Fair value is the price that can be agreed on in current market conditions when selling an asset or can be paid when transferring a liability. In other words, it is the amount for which one party agrees to sell an asset and the other party to buy it, provided that the seller and the buyer are not related to each other in any way or their relationships don't affect the pricing. 

The term “fair value” can also be used in accounting. It is defined as the estimated value of a business assets and liabilities included in financial statements. 

Fair Value explained 

The fair value of an asset is determined based on the current market prices or data on recent transactions with similar assets (liabilities). The utility that it will bring to the owner, the supply and demand for it are also taken into account. It should be kept in mind that there is a difference between market value and fair value. The market value is the value of an object in an abstract market, while the fair value is defined as the value estimated for a specific person. If the market for similar objects is well developed, then the values will not be significantly different.

Calculation or determination of the fair value of securities is carried out in public marketplaces. If shares of the company are listed for trade on a stock exchange, a market maker creates and maintains the liquidity level of financial instruments so that other market participants have the opportunity to make transactions. The market maker on the stock exchange plays the role of a custodian of assets. They set bid and ask quotes (buying and selling prices). Investors who want to sell a security get the bid price that will be slightly lower than its actual price. If an investor wants to buy a security, he can purchase it at the ask price that is set slightly above the market price. It is clear that the bid and the ask on a stock is influenced by the investor demand, and that’s why the public market place is a secure method to find the fair value of the asset. 

Derivatives should be measured at fair value. The basis of the value of any derivative is the change in the value of the underlying asset— the one on which the derivative financial instrument is based upon. If an investor purchases a 50 call option on a stock, it would give him the right to buy 100 shares of the same stock at $50 per share at any time. If the market price of the stock increases, this directly affects the value of the option itself.

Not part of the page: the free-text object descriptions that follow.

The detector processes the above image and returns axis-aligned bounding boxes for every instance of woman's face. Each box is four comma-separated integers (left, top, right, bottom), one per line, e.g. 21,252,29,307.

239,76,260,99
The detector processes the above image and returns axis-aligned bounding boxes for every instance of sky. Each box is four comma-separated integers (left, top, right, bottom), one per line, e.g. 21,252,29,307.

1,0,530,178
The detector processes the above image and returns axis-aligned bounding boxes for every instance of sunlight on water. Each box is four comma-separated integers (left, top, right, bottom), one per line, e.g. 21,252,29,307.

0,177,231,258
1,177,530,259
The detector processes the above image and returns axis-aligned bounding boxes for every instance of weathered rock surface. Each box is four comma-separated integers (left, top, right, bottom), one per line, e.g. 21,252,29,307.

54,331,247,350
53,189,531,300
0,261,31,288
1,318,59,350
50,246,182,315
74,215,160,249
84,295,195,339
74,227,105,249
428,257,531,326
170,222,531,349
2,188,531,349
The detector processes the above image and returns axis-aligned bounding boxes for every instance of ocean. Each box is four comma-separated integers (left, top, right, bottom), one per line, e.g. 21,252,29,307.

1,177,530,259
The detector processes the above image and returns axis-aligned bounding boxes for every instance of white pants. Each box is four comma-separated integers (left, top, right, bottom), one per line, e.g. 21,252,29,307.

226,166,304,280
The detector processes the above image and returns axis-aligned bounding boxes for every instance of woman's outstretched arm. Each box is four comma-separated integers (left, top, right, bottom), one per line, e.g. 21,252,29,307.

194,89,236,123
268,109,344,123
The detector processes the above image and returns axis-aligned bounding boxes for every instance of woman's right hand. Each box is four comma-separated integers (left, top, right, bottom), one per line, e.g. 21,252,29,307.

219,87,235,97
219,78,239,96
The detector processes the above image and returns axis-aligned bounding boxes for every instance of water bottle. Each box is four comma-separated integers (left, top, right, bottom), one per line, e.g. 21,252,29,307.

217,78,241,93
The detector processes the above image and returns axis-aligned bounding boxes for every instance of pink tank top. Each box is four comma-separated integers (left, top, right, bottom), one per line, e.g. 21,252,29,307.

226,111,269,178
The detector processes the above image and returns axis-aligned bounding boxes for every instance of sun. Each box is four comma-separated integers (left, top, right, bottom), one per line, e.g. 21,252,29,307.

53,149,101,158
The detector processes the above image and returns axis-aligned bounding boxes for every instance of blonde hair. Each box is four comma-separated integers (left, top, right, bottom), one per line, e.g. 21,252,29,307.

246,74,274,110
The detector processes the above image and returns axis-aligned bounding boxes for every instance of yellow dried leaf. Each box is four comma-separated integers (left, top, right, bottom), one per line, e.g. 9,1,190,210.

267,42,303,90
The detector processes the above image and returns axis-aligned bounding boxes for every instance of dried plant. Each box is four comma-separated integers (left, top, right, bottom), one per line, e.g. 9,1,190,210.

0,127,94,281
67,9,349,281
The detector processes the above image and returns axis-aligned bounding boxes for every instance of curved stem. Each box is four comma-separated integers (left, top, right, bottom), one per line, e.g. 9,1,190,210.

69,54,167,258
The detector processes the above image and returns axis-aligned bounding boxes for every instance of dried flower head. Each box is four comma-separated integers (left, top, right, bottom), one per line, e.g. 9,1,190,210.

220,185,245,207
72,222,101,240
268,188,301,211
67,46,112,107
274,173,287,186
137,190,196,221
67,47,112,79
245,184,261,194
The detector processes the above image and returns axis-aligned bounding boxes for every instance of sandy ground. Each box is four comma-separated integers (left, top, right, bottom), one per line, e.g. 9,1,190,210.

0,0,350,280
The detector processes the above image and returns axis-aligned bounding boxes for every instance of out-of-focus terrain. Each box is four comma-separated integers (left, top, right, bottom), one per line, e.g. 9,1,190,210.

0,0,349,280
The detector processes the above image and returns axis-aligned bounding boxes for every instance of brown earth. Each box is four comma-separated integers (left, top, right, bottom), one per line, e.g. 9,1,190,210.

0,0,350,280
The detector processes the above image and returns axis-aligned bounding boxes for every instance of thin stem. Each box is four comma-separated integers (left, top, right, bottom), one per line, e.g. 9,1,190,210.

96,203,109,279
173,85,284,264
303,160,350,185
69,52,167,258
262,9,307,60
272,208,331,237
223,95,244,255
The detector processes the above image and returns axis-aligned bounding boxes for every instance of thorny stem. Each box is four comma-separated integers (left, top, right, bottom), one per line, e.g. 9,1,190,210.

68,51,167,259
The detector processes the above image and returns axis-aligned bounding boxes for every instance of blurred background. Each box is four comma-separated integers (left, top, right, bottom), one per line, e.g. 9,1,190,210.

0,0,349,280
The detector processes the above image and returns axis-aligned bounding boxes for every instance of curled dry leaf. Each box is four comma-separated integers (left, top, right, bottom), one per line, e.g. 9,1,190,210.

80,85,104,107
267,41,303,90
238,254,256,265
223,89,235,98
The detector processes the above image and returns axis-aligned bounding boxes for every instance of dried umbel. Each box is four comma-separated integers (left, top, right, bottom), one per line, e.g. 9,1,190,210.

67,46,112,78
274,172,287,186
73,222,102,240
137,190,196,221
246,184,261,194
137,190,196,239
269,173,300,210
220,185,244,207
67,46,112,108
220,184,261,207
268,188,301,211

For futures contracts, the equilibrium price— the price on the market at which the number of goods and services that consumers are ready to consume absolutely corresponds to the number of goods and services that companies bring to the market— plays a great role. It helps to decide on the face value of the futures contracts. In this case, the resulting price is the same in value as the spot price. 

Fair Value in accounting

In accounting, the fair value refers to the value (the corresponding price) at which the transfer of ownership of an asset can be carried out between independent parties who are aware of the subject of the transaction and are ready to make a deal. The valuation of the firm’s assets must be confirmed and all values should be included on the books. 

If there is no possibility to reliably estimate the value, the federal accounting standards highlight the rules of determining the original cost by which the value of assets can be calculated.

If there is no active market for an asset, its fair value is equal to the amount that the company would have paid for the asset at the purchase date, when conducting a commercial transaction between independent and well-informed participants based on the best available information. When determining this amount, the company takes into account the result of recent transactions with similar assets.

Companies that regularly buy and sell assets usually use alternative methods of estimating the fair value. They can calculate fair value based on discounted cash flows, market share, etc.

In addition to this, the assets and liabilities of the enterprise should also be consolidated at their fair value. The consolidation method consists of "adding" the financial statements of the subsidiary to the reports of the parent company.